I know we've trashed this thread a bit but it might be of interest to others. I owned and flew Schluter Champions and Junior '50s. They really didn't have much lift capabilities - I used to race against electric R/C cars and we fitted a wire to lift the cars when caught but the Junior 50 didn't have enough to keep a car off the ground. The later models are all plastic it seems and with a '50 or '60 fitted and solid state gyros they will probably have more capability than we had back in '92.
Our gyros, radio gear and batteries were much heavier then but I don't really recall how much weight was involved. The Schluter models were some of the very first on the market and highly unstable. That was the fun for me. In four years I had 14 major crashes which required 40 odd hours to rebuild each time and numerous minor dings including one where I put a recently rebuilt model in the deepest river locally and there it remains to this day.
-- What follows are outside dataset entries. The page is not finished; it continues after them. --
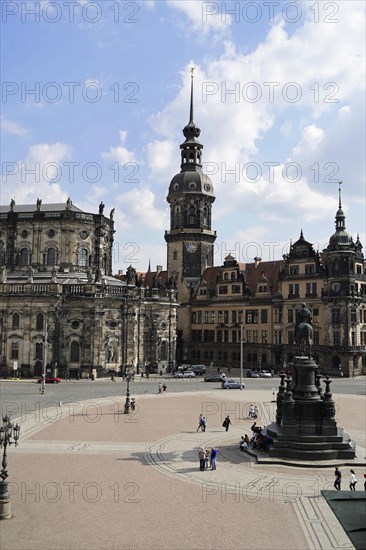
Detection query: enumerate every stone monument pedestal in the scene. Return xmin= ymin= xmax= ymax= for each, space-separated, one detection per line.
xmin=266 ymin=356 xmax=355 ymax=461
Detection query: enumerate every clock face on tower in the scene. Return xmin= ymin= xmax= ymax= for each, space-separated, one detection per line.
xmin=186 ymin=242 xmax=197 ymax=254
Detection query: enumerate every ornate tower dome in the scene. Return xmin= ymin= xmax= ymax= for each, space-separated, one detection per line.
xmin=165 ymin=69 xmax=216 ymax=296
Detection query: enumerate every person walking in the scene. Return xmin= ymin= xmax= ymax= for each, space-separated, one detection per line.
xmin=349 ymin=470 xmax=357 ymax=491
xmin=334 ymin=466 xmax=342 ymax=491
xmin=197 ymin=414 xmax=203 ymax=432
xmin=210 ymin=447 xmax=217 ymax=470
xmin=222 ymin=415 xmax=231 ymax=431
xmin=198 ymin=447 xmax=206 ymax=472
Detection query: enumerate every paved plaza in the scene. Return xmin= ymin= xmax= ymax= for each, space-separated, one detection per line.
xmin=0 ymin=388 xmax=366 ymax=550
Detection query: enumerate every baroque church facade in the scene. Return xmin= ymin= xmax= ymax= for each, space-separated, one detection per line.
xmin=0 ymin=199 xmax=177 ymax=378
xmin=165 ymin=76 xmax=366 ymax=376
xmin=0 ymin=75 xmax=366 ymax=377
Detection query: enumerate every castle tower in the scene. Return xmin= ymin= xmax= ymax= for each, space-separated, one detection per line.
xmin=165 ymin=69 xmax=216 ymax=301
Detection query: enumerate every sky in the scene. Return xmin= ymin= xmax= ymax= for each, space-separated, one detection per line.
xmin=0 ymin=0 xmax=366 ymax=273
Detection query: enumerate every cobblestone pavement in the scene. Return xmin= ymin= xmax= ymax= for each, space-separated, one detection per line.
xmin=0 ymin=389 xmax=365 ymax=550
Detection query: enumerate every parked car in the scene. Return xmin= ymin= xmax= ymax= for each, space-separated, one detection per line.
xmin=37 ymin=376 xmax=61 ymax=384
xmin=175 ymin=370 xmax=196 ymax=378
xmin=177 ymin=365 xmax=191 ymax=372
xmin=247 ymin=370 xmax=259 ymax=378
xmin=259 ymin=370 xmax=272 ymax=378
xmin=191 ymin=365 xmax=206 ymax=376
xmin=205 ymin=373 xmax=226 ymax=382
xmin=221 ymin=380 xmax=245 ymax=390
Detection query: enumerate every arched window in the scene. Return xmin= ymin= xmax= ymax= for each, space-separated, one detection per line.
xmin=78 ymin=248 xmax=88 ymax=267
xmin=35 ymin=342 xmax=43 ymax=359
xmin=70 ymin=340 xmax=80 ymax=363
xmin=20 ymin=248 xmax=29 ymax=265
xmin=36 ymin=313 xmax=44 ymax=330
xmin=12 ymin=313 xmax=20 ymax=330
xmin=160 ymin=340 xmax=168 ymax=361
xmin=10 ymin=342 xmax=19 ymax=359
xmin=46 ymin=247 xmax=56 ymax=265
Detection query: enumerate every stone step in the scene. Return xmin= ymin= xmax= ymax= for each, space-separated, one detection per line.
xmin=273 ymin=440 xmax=349 ymax=451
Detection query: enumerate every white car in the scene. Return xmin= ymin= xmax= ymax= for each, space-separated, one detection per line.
xmin=259 ymin=370 xmax=272 ymax=378
xmin=221 ymin=380 xmax=245 ymax=390
xmin=175 ymin=370 xmax=196 ymax=378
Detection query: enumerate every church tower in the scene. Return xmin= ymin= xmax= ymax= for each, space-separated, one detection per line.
xmin=165 ymin=69 xmax=216 ymax=300
xmin=322 ymin=182 xmax=366 ymax=376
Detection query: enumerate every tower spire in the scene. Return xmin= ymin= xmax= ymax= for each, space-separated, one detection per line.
xmin=189 ymin=67 xmax=196 ymax=125
xmin=338 ymin=181 xmax=342 ymax=208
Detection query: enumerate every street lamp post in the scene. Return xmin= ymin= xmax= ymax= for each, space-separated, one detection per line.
xmin=41 ymin=319 xmax=48 ymax=394
xmin=0 ymin=416 xmax=20 ymax=520
xmin=124 ymin=372 xmax=131 ymax=414
xmin=240 ymin=325 xmax=244 ymax=390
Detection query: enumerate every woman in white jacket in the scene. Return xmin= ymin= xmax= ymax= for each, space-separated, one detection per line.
xmin=349 ymin=470 xmax=357 ymax=491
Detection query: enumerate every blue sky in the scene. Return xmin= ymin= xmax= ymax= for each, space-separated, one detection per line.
xmin=1 ymin=0 xmax=365 ymax=272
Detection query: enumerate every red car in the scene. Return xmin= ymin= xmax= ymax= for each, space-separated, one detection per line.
xmin=37 ymin=376 xmax=61 ymax=384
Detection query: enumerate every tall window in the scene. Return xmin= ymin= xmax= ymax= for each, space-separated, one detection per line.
xmin=46 ymin=248 xmax=56 ymax=265
xmin=10 ymin=342 xmax=19 ymax=359
xmin=160 ymin=340 xmax=168 ymax=361
xmin=20 ymin=248 xmax=29 ymax=265
xmin=36 ymin=342 xmax=43 ymax=359
xmin=12 ymin=313 xmax=20 ymax=330
xmin=332 ymin=308 xmax=341 ymax=325
xmin=275 ymin=307 xmax=282 ymax=323
xmin=70 ymin=340 xmax=80 ymax=363
xmin=274 ymin=330 xmax=282 ymax=344
xmin=36 ymin=313 xmax=44 ymax=330
xmin=78 ymin=248 xmax=88 ymax=267
xmin=333 ymin=330 xmax=341 ymax=346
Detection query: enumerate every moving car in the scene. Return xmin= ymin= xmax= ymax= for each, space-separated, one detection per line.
xmin=247 ymin=370 xmax=259 ymax=378
xmin=175 ymin=370 xmax=196 ymax=378
xmin=37 ymin=376 xmax=61 ymax=384
xmin=191 ymin=365 xmax=206 ymax=376
xmin=205 ymin=373 xmax=226 ymax=382
xmin=221 ymin=380 xmax=245 ymax=390
xmin=259 ymin=370 xmax=272 ymax=378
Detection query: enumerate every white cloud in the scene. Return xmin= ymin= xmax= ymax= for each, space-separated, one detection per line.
xmin=167 ymin=0 xmax=232 ymax=40
xmin=147 ymin=2 xmax=365 ymax=254
xmin=1 ymin=142 xmax=71 ymax=204
xmin=147 ymin=139 xmax=179 ymax=185
xmin=101 ymin=130 xmax=137 ymax=165
xmin=116 ymin=187 xmax=167 ymax=231
xmin=1 ymin=117 xmax=29 ymax=137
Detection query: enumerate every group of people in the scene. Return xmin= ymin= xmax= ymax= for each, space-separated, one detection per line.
xmin=248 ymin=404 xmax=259 ymax=420
xmin=198 ymin=447 xmax=217 ymax=472
xmin=197 ymin=414 xmax=207 ymax=432
xmin=334 ymin=466 xmax=366 ymax=491
xmin=246 ymin=422 xmax=273 ymax=452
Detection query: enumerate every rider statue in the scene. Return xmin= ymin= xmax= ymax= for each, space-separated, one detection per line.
xmin=295 ymin=304 xmax=313 ymax=357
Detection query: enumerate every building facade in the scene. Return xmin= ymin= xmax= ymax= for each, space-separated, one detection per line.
xmin=0 ymin=199 xmax=177 ymax=377
xmin=165 ymin=80 xmax=366 ymax=376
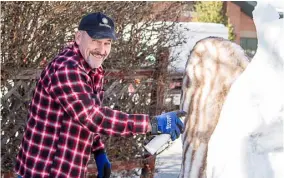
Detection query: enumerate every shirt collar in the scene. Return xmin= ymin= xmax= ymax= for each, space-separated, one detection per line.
xmin=72 ymin=42 xmax=105 ymax=75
My Champion had a full fairing resembling the German Air Ambulance which was really about it's maximum capacity. Highly unstable, a four bladed rotor with limited collective which didn't like coming in fast and suffered badly with gusts of wind. My style was fast, manic and perhaps a bit stupid but I was younger and more alert then. Considering we managed to fly a model inverted one summer night about four feet from the ground (but without video evidence) seems mad now - unfortunately I wrapped that model around an electric pylon the next night performing loops.